The theme at out-half over the past few seasons has been Sexton failing to see off the challenge of Ronan O'Gara. Kidney has consistently turned to the Leinster man as his first-choice 10 only for O'Gara to come back into the equation because Sexton has not made the jersey his own.
There is a theory that O'Gara's presence in the squad inhibits his rival to a degree he does not experience at provincial level and perhaps it will take the Munster man to retire before Sexton truly flourishes on the international stage. Perhaps.
Either way, that is not O'Gara's problem and Sexton, a fabulous player who at his best is a shoo-in for the Lions tour next year, needs to get over this block to progress.
Against Wales, he did some good things but lacked certainty overall. With three misses, the place-kicking issue in an Ireland shirt continues to dog him, while there was too much loose kicking out of hand that generally ended up in Welsh baskets.
Ireland have two quality out-halves but Sexton fell short of his own high standards last weekend and, if Kidney gives him another opportunity, Paris would be the perfect stage to replay that loyalty.

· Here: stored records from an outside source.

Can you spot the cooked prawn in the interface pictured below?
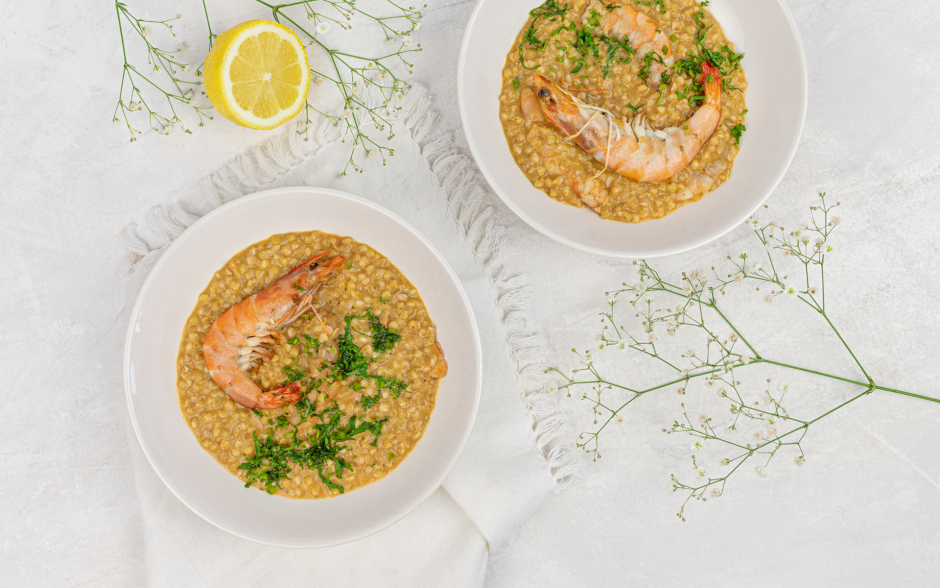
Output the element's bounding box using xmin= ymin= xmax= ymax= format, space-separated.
xmin=581 ymin=0 xmax=676 ymax=84
xmin=202 ymin=251 xmax=345 ymax=408
xmin=535 ymin=62 xmax=721 ymax=182
xmin=519 ymin=87 xmax=597 ymax=208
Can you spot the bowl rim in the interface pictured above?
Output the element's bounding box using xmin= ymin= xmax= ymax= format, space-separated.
xmin=122 ymin=186 xmax=483 ymax=549
xmin=457 ymin=0 xmax=809 ymax=259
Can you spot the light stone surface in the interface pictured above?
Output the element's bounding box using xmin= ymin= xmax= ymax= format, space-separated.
xmin=0 ymin=0 xmax=940 ymax=587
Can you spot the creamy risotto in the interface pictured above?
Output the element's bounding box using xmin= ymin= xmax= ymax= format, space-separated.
xmin=177 ymin=231 xmax=446 ymax=498
xmin=500 ymin=0 xmax=747 ymax=223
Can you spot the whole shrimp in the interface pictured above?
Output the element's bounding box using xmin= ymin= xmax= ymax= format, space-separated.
xmin=202 ymin=251 xmax=345 ymax=408
xmin=581 ymin=0 xmax=676 ymax=84
xmin=535 ymin=62 xmax=721 ymax=195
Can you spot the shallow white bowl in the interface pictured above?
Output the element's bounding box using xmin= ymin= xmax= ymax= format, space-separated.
xmin=457 ymin=0 xmax=807 ymax=259
xmin=124 ymin=188 xmax=482 ymax=547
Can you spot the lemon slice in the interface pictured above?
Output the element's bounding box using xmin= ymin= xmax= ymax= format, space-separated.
xmin=203 ymin=20 xmax=310 ymax=129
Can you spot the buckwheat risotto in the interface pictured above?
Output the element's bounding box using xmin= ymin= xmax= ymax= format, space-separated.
xmin=500 ymin=0 xmax=747 ymax=223
xmin=177 ymin=231 xmax=447 ymax=498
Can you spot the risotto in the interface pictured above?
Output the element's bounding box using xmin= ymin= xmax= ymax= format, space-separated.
xmin=500 ymin=0 xmax=747 ymax=223
xmin=177 ymin=231 xmax=446 ymax=498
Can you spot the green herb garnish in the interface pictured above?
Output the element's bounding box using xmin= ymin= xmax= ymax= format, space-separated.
xmin=519 ymin=0 xmax=571 ymax=69
xmin=238 ymin=407 xmax=388 ymax=494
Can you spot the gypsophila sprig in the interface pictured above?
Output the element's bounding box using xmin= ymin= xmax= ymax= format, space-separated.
xmin=112 ymin=2 xmax=212 ymax=141
xmin=114 ymin=0 xmax=427 ymax=175
xmin=550 ymin=193 xmax=940 ymax=520
xmin=255 ymin=0 xmax=427 ymax=175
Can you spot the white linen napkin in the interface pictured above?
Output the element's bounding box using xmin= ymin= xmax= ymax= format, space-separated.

It is hard not to feel sympathy for the Tullow back-row who, for the second time in succession, had a rough day out against the Welsh. He stuck to his openside brief of committing to the breakdown but Wales were feral in their work on the ground, while O'Brien could never build up a head of steam when he did get his hands on the ball.
Against France, Ireland might be better advised to share out the breakdown duties, as they did against Australia in the World Cup, and allow O'Brien to drop out and run onto the ball as one of the primary carriers.
He is a central player in this team, a key rallying figure, and Ireland need to re-establish him as such.
and the man who is showing the way...
When Rory Best spoke to the media on Friday, thoughtfully dealing with Keith Earls' withdrawal from the team and accurately assessing the Welsh challenge, he oozed captaincy credentials. Magnificent at the World Cup, Best was Ireland's best player again last weekend, prominent in the loose, committed in defence and on the money out of touch.
Kidney knows how valuable the Ulster hooker is to this side, and Best is doing everything that is asked of him, and more.